Reviewer Conny Withay:Operating her own business in office management since 1991, Conny is an avid reader and volunteers with the elderly playing her designed The Write Word Game. A cum laude graduate with a degree in art living in the Pacific Northwest, she is married with two sons, two daughters-in-law, and three grandchildren.
Author: John MacArthur
Publisher: Nelson Books
“The charismatic quest for extrabiblical revelation, ecstatic experiences, subjective guidance, unrestrained emotionalism, and material prosperity represents a massive danger. In the same way a child should avoid matches, believers ought to stay away from the strange fire of unacceptable charismatic worship and practice,” John MacArthur states in his book, Strange Fire.

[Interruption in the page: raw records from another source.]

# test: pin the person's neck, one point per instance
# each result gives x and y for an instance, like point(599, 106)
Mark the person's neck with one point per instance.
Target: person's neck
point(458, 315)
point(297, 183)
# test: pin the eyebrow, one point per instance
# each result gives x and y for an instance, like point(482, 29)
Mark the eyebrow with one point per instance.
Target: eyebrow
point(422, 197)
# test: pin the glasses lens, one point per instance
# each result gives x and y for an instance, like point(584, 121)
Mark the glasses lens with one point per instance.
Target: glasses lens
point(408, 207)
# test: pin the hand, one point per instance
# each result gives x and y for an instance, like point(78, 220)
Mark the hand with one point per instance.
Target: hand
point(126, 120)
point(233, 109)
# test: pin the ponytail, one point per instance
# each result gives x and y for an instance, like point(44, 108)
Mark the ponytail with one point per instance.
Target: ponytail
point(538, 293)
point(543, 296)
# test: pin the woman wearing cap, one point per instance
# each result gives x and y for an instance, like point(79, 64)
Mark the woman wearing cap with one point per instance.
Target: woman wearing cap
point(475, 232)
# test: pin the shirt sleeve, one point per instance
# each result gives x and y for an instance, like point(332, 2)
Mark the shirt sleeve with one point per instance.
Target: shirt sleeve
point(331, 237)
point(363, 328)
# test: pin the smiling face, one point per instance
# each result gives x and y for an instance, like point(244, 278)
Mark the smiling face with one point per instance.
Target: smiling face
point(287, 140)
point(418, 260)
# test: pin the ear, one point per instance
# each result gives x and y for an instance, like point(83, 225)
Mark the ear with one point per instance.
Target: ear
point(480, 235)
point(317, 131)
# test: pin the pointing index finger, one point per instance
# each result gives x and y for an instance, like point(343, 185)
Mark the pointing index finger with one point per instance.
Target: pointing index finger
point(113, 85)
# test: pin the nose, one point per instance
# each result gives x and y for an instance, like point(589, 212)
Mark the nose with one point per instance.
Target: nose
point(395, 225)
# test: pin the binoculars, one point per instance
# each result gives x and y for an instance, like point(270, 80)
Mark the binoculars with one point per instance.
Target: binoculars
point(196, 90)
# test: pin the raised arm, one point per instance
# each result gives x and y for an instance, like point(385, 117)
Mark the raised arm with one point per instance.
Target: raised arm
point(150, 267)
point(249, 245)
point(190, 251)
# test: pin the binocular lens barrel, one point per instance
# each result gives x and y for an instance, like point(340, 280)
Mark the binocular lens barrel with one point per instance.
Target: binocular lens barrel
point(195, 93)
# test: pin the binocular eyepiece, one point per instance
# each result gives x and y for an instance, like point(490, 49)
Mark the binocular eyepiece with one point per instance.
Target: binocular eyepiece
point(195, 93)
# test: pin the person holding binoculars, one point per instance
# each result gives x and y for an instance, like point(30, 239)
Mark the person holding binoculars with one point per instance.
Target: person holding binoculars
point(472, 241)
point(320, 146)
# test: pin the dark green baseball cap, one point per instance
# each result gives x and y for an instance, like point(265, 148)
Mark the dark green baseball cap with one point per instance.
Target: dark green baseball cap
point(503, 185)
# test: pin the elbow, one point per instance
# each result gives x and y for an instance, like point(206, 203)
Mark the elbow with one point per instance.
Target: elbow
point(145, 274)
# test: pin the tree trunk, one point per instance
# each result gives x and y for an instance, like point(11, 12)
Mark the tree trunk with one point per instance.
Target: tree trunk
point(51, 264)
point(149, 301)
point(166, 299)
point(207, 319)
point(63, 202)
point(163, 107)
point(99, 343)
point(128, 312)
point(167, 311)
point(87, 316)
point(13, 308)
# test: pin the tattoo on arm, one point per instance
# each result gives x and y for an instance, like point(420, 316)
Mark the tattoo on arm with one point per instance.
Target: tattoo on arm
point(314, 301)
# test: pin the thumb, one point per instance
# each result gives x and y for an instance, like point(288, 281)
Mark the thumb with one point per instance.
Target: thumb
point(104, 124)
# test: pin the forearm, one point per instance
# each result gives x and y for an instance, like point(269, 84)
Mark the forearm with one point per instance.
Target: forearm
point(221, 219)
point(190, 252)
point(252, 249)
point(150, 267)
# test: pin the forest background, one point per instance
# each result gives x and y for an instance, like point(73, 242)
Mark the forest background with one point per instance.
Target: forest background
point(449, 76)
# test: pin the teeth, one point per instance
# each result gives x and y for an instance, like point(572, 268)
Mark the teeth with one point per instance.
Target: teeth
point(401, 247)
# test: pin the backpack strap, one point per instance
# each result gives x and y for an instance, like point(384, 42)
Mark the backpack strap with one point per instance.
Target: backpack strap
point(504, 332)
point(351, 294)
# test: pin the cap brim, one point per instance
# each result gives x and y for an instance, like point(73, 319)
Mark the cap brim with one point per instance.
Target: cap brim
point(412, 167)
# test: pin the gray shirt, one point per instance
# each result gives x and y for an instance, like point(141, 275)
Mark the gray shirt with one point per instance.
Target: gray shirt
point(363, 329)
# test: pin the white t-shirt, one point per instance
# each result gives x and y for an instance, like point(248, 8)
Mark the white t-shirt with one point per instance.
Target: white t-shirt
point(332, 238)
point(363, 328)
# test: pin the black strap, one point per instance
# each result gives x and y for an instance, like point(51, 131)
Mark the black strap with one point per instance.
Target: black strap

After an introduction referring to the Old Testament story of Nadab and Abihu offering as strange fire to the Lord and being consumed in flames, MacArthur divides the book into three parts: Confronting a Counterfeit Revival, Exposing the Counterfeit Gifts, and Rediscovering the Spirit’s True Work, followed by acknowledgements, an appendix, fifty pages of notes, both topical and Scriptural indexes, and the author’s biography.
First giving a history of the Pentecostal/Charismatic movements, MacArthur states there are a half billion charismatics in the world today who create their own golden-calf version of exalting the Holy Spirit over Christ.
He names and holds accountable spiritual counterfeiters who promote false doctrines, perform phony miracles, or push a prosperity gospel including Copeland, Crouch, Olsteen, Price, Roberts, Swaggart, and Swindoll with more in-depth information on Hinn. He also explains majority groups that include the Catholic Charismatic Renewal, Oneness Pentecostalism, and the Word of Faith Movement along with Calvary Chapel and the Vineyard.
The book lists ways to determine false prophets that teach false doctrine, have unrestrained lust and unrepentant sin, and supposedly receive “revelations from God” which are untrue or inaccurate. The author reiterates that charismatics claim their acceptable prophets today are fallible and non-authoritative.
Since charismatics are expected to lose control of their mind and actions to encourage the work of the Holy Spirit, the writer uses a plethora of Bible verses confirming some spiritual gifts and speaking in tongues were stopped in the New Testament and that there is no Biblical stance for “being slain in the spirit.”
True to MacArthur’s tedious expositional teaching, he reminds us the Holy Spirit convicts unbelievers of sin, regenerates the sinful heart, brings us to repentance, improves our fellowship with God, indwells within us, and seals our salvation forever.
With the final chapter being a must-read of compassion for believers caught up in the Charismatic Movement, MacArthur begs to have doctrinal discernment and theological accountability by verifying the Bible against these strange beliefs.
This book was furnished by Booksneeze in lieu of a review based on my own opinion.